UK study finds vasectomies are even safer than reported
Vasectomies are much less likely to cause complications than expected, according to a new UK study reviewing the outcomes from over 90,000 vasectomies performed over 15 years.
The study, led by researchers from Gloucestershire Hospitals NHS Foundation Trust, is being presented today at the European Association of Urology (EAU) Congress in Milan.
It shows that existing leaflets explaining the potential complications to patients are based on outdated figures.
Around 11,000 vasectomy operations are performed every year in the United Kingdom, the majority in primary care settings by specialist general practitioners.
The Association of Surgeons of Primary Care, led by Dr Gareth James, gathered data from 94,082 vasectomies between 2006 and 2021, mostly through patient questionnaires; one completed on the day of surgery and the second sent to patients four months post-operation.
Over 80% (around 77,000) of patients filled out the initial questionnaire and just under 40% (36,500) of patients completed the second.
Mr Julian Peacock, a Senior Registrar at Gloucestershire Hospitals NHS Foundation Trust who headed the review along with Mr John Henderson, Consultant Urological Surgeon, said: “This large dataset had never been independently analysed, and doing so has enabled us to update the standard complication rates, some of which dated back to the 1980s.”

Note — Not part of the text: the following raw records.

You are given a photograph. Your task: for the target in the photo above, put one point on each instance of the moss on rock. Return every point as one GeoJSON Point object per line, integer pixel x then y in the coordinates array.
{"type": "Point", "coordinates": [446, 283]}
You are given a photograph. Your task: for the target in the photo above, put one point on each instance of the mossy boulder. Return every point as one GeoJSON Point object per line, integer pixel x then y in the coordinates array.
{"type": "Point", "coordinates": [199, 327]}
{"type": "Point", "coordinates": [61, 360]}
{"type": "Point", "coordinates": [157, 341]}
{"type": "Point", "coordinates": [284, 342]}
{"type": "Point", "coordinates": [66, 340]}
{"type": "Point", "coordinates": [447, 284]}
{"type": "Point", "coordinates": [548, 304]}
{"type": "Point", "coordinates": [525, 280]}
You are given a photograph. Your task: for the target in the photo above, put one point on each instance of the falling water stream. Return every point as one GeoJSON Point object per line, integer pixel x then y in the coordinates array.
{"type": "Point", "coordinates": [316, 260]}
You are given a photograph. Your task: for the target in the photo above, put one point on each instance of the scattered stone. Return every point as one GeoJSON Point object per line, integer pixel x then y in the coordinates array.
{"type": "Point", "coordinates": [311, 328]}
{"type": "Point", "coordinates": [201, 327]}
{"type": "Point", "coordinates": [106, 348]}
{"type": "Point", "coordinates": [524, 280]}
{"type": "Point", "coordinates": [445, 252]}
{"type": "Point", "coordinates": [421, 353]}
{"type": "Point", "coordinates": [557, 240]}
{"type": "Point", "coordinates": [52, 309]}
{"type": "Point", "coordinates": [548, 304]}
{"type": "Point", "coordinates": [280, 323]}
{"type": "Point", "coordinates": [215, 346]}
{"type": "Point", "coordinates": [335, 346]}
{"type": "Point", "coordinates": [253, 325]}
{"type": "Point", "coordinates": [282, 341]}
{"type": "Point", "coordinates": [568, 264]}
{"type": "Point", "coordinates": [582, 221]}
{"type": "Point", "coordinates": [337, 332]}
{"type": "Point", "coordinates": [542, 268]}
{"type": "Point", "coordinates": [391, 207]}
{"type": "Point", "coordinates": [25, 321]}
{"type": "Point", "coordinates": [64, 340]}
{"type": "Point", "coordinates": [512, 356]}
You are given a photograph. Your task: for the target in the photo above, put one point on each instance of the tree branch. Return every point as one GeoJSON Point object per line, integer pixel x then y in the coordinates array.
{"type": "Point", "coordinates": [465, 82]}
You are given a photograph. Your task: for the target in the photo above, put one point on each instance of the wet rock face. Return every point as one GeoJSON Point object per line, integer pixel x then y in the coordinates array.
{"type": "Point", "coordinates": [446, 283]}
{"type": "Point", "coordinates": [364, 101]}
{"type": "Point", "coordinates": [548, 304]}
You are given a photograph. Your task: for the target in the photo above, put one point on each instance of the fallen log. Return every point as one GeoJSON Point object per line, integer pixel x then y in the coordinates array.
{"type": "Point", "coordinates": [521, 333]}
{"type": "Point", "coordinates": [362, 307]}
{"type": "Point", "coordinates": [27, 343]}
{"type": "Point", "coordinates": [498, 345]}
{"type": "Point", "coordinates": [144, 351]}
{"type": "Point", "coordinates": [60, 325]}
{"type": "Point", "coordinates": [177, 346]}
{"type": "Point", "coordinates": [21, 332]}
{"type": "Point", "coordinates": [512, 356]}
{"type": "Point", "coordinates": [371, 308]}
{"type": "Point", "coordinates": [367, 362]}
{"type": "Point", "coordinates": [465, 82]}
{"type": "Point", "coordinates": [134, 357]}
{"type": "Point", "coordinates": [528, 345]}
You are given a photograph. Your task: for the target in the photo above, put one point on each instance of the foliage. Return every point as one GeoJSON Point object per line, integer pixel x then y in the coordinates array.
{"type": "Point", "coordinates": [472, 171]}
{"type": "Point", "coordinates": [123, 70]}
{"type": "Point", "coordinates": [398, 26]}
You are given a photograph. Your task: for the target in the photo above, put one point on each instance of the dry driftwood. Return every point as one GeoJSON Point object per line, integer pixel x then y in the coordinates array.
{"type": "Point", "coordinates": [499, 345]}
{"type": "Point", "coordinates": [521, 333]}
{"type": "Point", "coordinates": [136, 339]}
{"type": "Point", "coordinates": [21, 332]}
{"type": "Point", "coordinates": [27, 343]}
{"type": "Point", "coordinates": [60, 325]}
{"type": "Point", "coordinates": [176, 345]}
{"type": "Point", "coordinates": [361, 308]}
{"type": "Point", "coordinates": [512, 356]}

For example, one of the most significant complications of a vasectomy is chronic scrotal pain, which is quoted as affecting ‘up to 5% of all patients’ in the British Association of Urological Surgeons (BAUS)’ patient information leaflet about vasectomies. Reviewing the more recent data, the team found that the rate was in fact as low as 0.12% of patients.
Mr Peacock says: “The chances of chronic scrotal pain could be very off-putting, especially as it’s a difficult condition to manage. So we hope that this more up-to-date rate gives a better picture of the small chance of this happening.”
The chances of post-operative infection, and of haematoma – when blood forms a clot in the scrotal tissue – were also reviewed. The rates of infection – taken as any case or condition that had been treated with antibiotics – are quoted as 2-10% of patients in the BAUS statistics, but the team found this was closer to 1.3%.
Haematoma rates in patients is quoted at 2-10% in BAUS statistics, but the updated information suggested this could be as low as 1.4%.
Vasectomy failure rates were available for 70,947 patients. The early failure rate – that’s finding motile sperm at 3 months – was very slightly higher than previously quoted, occurring in 360 patients, or 0.5%, vs BAUS’s figure of 0.4%. Late failure – which occurs when the severed ends of the vas deferens join up – occurred in just 10 patients – or 0.014%. vs BAUS figure of 0.05%.
Mr Peacock added: “Vasectomy is a very reliable and safe contraception method. These figures might encourage more men to undergo the procedure, so we hope our research will be incorporated in the guidelines that provide information for pre-vasectomy counselling and leaflets. “
Dr. Marij Dinkelman-Smit, Assistant Professor of Urology at Erasmus University Medical Centre in Rotterdam, Netherlands, and a member of the EAU’s section of Andrological Urology, said: “Although other countries’ standard information may be more up-to-date, nevertheless it is very useful for us as urologists to see large datasets of patient perspectives on this frequent procedure. As specialists, we mainly see the problems that arise from vasectomies, so it’s relevant for us to fill in the complete picture.”